Największy pod względem frekwencji bieg na nartorolkach - szwedzki Alliansloppet - który w tym roku ma się odbyć 29 sierpnia, nie został jak dotąd odwołany. Organizatorzy informują na stronie imprezy, że nie są w stanie przewidzieć sytuacji, jaka ma panować pod koniec sierpnia, mają jednak nadzieję, że zawody odbędą się normalnie.
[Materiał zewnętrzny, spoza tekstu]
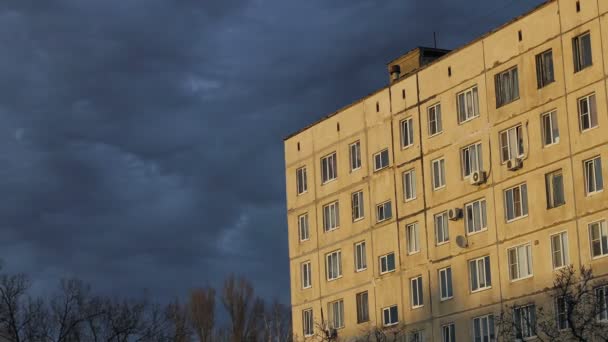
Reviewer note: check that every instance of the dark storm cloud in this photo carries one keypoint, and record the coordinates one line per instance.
(141, 140)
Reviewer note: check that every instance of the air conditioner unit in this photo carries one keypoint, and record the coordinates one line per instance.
(454, 214)
(515, 164)
(477, 177)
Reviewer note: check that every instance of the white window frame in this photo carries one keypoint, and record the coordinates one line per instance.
(513, 149)
(446, 285)
(602, 240)
(301, 181)
(416, 292)
(448, 332)
(473, 156)
(549, 128)
(520, 262)
(378, 159)
(303, 227)
(590, 116)
(526, 327)
(382, 214)
(506, 85)
(578, 52)
(480, 273)
(360, 257)
(335, 310)
(329, 168)
(438, 180)
(434, 119)
(406, 126)
(520, 203)
(412, 235)
(384, 264)
(357, 205)
(308, 327)
(486, 324)
(306, 275)
(465, 112)
(409, 185)
(442, 229)
(552, 188)
(591, 175)
(331, 216)
(476, 214)
(330, 259)
(559, 250)
(355, 155)
(390, 315)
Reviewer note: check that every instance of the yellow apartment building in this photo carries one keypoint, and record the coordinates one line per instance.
(460, 187)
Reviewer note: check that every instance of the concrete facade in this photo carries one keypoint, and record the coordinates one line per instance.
(375, 122)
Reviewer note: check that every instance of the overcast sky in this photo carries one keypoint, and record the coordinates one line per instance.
(141, 141)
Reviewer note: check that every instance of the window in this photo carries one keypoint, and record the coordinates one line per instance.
(384, 211)
(554, 186)
(550, 128)
(445, 283)
(468, 104)
(307, 323)
(301, 180)
(442, 234)
(303, 227)
(481, 277)
(587, 112)
(471, 159)
(334, 265)
(407, 132)
(511, 144)
(381, 160)
(594, 181)
(336, 314)
(329, 168)
(362, 307)
(331, 216)
(559, 250)
(507, 87)
(520, 262)
(409, 185)
(413, 240)
(435, 126)
(475, 216)
(598, 235)
(448, 333)
(561, 313)
(524, 321)
(306, 275)
(483, 329)
(416, 290)
(601, 293)
(355, 155)
(438, 173)
(357, 205)
(516, 202)
(390, 316)
(544, 69)
(581, 51)
(417, 336)
(360, 257)
(387, 263)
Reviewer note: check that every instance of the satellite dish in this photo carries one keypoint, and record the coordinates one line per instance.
(461, 241)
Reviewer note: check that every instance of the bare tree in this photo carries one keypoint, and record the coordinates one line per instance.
(202, 313)
(243, 308)
(581, 304)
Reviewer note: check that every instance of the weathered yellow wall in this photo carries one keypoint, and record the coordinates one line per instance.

Za naszą południową granicą - w Czechach - od lat odbywa się cykl biegów na nartorolkach techniką klasyczną - Efisan Skiroll Classic. Na ten rok organizatorzy zapowiedzieli szereg zmian w przebiegu imprezy. Jedną z nich ma być zmiana głównego sponsora. Ostatnie oficjalne informacje organizator podawał pod koniec marca. Liczymy, że regulacje prawne w Czechach umożliwią organizację tej imprezy. Do udziału w niej Polaków, którzy chętnie współzawodniczą w czeskich biegach, niezbędne jest też otwarcie granic.
Bądźmy optymistami
Dla miłośników rywalizacji na nartorolkach z tych informacji wyłania się optymistyczny obraz. Jeśli tylko epidemia odstąpi, co do lata jest bardzo możliwe, a władze złagodzą zakazy dotyczące organizacji imprez sportowych, tegoroczny sezon startowy może odbyć się bez zakłóceń. I za to trzymajmy kciuki.